Filed Under: Elections, Technology (general)

MAKATI CITY - Commission on Elections (Comelec) chairman Jose Melo said the poll body will decide next week whether or not it will include Sulu and Tawi-Tawi in the planned poll automation in the Autonomous Region of Muslim Mindanao (ARMM) in August.

In a telephone interview, Melo said the Comelec en banc met with an advisory council Friday to discuss the inclusion of two more provinces.

"We will know by Monday or Tuesday," he said.

After attending Friday's Joint Congressional Oversight Committee on Automated Elections meeting, Melo stressed that the Comelec will follow the government procurement law, as it restarts the bid for the supply of technology.

"We will now work on the assumption that there won't be a joint resolution," Melo said, as he referred to the oversight committee's decision not to push through with a joint resolution to suspend the government procurement act to facilitate the bidding process of technology required in the ARMM polls.

Suppliers have failed to qualify in several bids conducted by Comelec on two major technology components required to run an automated elections in ARMM.

Melo said since the Comelec is reverting to following the government procurement act, it will await the decision on bidders for the optical-mark reader technology, one of the technologies that will be used during the polls.

The other technology, direct recording electronic (DRE) technology, will also be used in some provinces. During a previous oversight committee hearing, Comelec agreed to automate elections in four provinces, namely Maguindanao, Lanao del Sur, Sharif Kabunsuan and Basilan. Sulu and Tawi-Tawi was supposed to proceed with manual elections, given the lack of time to meet procedures and regulations under the government procurement law.

It was during that previous hearing that Senators Edgardo Angara and Juan Ponce-Enrile suggested a legal cover by filing and adopting a joint resolution suspending the government procurement law.

Based on the recommendations of an advisory council, Comelec is using two technologies in the ARMM elections: DRE and optical-mark reader.

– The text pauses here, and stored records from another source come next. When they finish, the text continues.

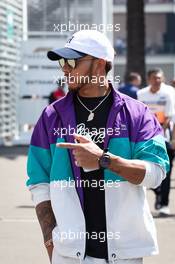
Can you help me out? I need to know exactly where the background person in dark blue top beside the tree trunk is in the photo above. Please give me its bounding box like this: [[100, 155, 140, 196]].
[[118, 72, 142, 99]]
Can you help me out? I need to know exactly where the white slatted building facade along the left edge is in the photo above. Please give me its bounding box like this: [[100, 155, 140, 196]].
[[0, 0, 22, 143]]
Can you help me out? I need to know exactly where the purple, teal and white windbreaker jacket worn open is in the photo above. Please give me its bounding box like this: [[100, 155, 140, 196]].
[[27, 88, 169, 260]]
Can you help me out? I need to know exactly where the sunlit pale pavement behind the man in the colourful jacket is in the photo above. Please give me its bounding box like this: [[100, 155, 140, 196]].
[[0, 147, 175, 264]]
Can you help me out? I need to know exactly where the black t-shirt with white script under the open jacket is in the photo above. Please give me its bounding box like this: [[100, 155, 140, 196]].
[[74, 89, 113, 259]]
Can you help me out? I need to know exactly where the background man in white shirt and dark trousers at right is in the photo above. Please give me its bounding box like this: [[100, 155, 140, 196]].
[[138, 68, 174, 215]]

The Comelec will use DRE technology for the whole province of Maguindanao, while the other provinces will run on optical-mark reader.

The Department of Budget and Management has allocated about P867 million for the automation of the elections in ARMM.

DRE uses a touch-screen or touch-pad technology for voting, while OMR requires voters to complete a paper-based ballot which is then fed into a specially designed machine, similar to a scanner.

The advisory council had recommended a six-month schedule for the deployment of the automated election system. This will also include training of voters and the users in Comelec, and "mock elections." The advisory council is the body of expert advisers created under Republic Act 9369 and given the task of recommending to the Comelec which technology to use for the automation of elections.